Les matériaux de réemploi sont des produits ou composants issus de la déconstruction ou de surplus de chantier, réintégrés dans un nouvel ouvrage sans transformation industrielle. Avec 46 millions de tonnes de déchets générées chaque année par le secteur du bâtiment selon la FFB, la pression réglementaire et économique pousse les professionnels à changer de paradigme. En 2024, seules 29 000 tonnes de matériaux ont été réemployées sur les 180 millions de tonnes mises sur le marché, d'après l'ADEME. Le potentiel est colossal, mais les freins juridiques et techniques restent réels.

Ce guide détaille les obligations réglementaires, les méthodes de sourcing, le contrôle qualité à mettre en place et les précautions assurantielles indispensables pour intégrer des matériaux de seconde vie sans exposer votre entreprise.

En bref : Le réemploi de matériaux est encadré par la loi AGEC, le diagnostic PEMD et la RE 2020. L'impact carbone des matériaux réemployés est considéré comme nul en analyse de cycle de vie. La garantie décennale s'applique dans les mêmes conditions que pour des matériaux neufs, mais exige des précautions documentaires et techniques renforcées.

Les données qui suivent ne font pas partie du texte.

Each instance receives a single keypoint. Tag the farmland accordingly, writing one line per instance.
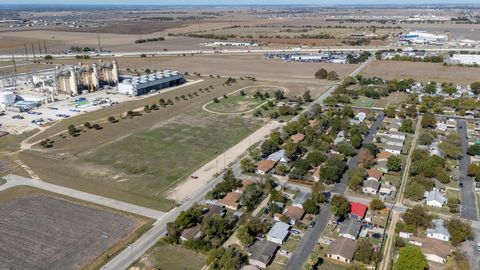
(39, 231)
(421, 71)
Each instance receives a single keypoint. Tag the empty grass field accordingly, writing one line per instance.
(165, 256)
(363, 102)
(38, 230)
(238, 103)
(140, 167)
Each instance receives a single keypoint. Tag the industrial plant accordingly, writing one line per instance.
(82, 79)
(140, 85)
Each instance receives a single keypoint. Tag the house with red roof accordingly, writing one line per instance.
(358, 211)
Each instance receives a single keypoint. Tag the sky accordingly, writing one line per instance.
(240, 2)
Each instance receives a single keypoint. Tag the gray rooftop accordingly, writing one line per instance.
(262, 251)
(279, 230)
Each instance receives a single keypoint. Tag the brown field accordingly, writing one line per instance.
(39, 230)
(233, 65)
(422, 72)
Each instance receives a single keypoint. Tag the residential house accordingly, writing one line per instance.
(350, 229)
(245, 184)
(340, 138)
(261, 253)
(383, 156)
(358, 211)
(396, 150)
(342, 249)
(230, 201)
(394, 142)
(212, 210)
(278, 233)
(294, 214)
(279, 156)
(300, 198)
(374, 174)
(434, 198)
(191, 233)
(316, 174)
(265, 166)
(394, 135)
(442, 126)
(370, 187)
(438, 231)
(381, 166)
(433, 249)
(296, 138)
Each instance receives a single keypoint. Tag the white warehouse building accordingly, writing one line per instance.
(144, 84)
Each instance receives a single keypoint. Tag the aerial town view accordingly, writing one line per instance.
(296, 135)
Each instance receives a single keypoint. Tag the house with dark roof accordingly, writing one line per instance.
(358, 211)
(342, 250)
(261, 253)
(191, 233)
(294, 214)
(350, 229)
(371, 187)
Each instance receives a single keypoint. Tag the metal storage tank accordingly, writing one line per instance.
(7, 97)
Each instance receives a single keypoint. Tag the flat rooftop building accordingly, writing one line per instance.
(137, 86)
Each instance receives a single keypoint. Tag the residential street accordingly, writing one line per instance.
(311, 236)
(468, 208)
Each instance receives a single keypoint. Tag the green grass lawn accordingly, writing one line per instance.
(151, 161)
(235, 104)
(165, 256)
(363, 102)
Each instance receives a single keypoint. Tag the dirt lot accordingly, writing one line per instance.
(38, 231)
(422, 72)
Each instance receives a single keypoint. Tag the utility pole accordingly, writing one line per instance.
(99, 45)
(33, 52)
(26, 51)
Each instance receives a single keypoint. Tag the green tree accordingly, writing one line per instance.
(306, 96)
(411, 258)
(417, 216)
(340, 206)
(394, 163)
(459, 231)
(390, 111)
(364, 252)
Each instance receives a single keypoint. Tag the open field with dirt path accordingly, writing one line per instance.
(43, 231)
(421, 71)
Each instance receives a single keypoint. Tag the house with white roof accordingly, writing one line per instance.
(438, 231)
(434, 198)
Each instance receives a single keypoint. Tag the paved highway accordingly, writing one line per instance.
(311, 236)
(240, 51)
(468, 208)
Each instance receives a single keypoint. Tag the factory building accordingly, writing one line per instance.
(136, 86)
(80, 79)
(463, 59)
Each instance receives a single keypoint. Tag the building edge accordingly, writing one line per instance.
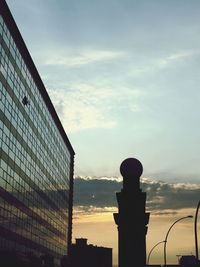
(10, 22)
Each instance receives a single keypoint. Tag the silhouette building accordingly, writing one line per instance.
(83, 254)
(36, 157)
(131, 218)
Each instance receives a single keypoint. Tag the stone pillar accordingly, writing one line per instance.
(131, 218)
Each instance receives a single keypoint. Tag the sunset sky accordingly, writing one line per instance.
(124, 79)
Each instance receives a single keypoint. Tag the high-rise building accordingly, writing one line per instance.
(36, 157)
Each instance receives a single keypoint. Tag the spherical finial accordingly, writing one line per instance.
(131, 168)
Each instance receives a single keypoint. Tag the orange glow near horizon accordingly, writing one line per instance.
(100, 229)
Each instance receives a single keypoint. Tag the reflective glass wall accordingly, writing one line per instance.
(35, 162)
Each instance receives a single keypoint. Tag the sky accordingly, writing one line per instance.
(124, 79)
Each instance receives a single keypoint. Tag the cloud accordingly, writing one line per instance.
(162, 198)
(88, 106)
(176, 57)
(83, 57)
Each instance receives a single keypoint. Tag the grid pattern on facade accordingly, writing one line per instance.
(35, 161)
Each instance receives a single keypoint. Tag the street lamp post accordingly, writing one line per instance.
(195, 232)
(153, 249)
(165, 245)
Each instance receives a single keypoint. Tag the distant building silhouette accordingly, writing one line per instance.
(36, 159)
(131, 219)
(86, 255)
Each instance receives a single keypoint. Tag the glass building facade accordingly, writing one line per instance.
(36, 157)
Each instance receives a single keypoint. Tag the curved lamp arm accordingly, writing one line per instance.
(165, 245)
(153, 249)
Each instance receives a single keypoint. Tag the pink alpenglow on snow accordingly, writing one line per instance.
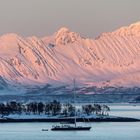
(111, 59)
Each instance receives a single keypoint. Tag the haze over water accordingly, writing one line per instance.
(100, 131)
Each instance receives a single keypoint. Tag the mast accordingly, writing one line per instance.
(74, 103)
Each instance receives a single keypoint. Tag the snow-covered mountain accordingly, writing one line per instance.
(112, 59)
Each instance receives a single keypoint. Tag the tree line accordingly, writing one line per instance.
(51, 108)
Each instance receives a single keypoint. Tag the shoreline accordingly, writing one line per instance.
(117, 119)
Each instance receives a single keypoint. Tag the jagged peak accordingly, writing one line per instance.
(137, 24)
(63, 30)
(131, 30)
(9, 37)
(64, 36)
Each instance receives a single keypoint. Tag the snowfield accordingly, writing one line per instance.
(111, 60)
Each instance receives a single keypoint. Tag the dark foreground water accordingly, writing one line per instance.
(99, 131)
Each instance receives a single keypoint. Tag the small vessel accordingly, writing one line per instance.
(69, 127)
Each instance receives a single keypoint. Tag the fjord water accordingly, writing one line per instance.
(99, 131)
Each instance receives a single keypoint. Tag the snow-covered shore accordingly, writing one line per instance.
(59, 118)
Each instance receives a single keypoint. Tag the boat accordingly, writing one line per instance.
(69, 127)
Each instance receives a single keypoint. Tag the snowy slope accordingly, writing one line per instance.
(112, 59)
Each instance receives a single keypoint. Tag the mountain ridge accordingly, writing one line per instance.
(110, 60)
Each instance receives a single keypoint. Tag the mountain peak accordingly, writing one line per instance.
(131, 30)
(63, 30)
(137, 24)
(9, 36)
(65, 36)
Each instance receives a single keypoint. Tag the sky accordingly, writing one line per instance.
(88, 17)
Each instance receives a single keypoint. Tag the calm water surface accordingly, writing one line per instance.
(99, 131)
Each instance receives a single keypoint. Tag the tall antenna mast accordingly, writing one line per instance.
(74, 103)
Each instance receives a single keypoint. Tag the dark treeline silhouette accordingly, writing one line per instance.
(51, 108)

Qu'est-ce que le réemploi de matériaux dans le BTP et pourquoi s'y intéresser maintenant ?

Réemploi, réutilisation, recyclage : trois concepts distincts

La confusion entre ces trois termes est fréquente sur les chantiers, et pourtant la distinction a des conséquences juridiques directes.

Le réemploi désigne l'utilisation d'un produit pour le même usage que celui pour lequel il a été conçu, sans transformation. Une poutre en chêne extraite d'une charpente et remise en oeuvre dans une autre charpente : c'est du réemploi. La réutilisation implique un changement d'usage — cette même poutre transformée en plan de travail. Le recyclage passe par une transformation industrielle du matériau pour en fabriquer un nouveau.

La distinction compte parce qu'un matériau réemployé ne prend jamais le statut de déchet. Il reste un produit. Cette qualification, introduite par la loi AGEC, simplifie considérablement les démarches administratives et logistiques.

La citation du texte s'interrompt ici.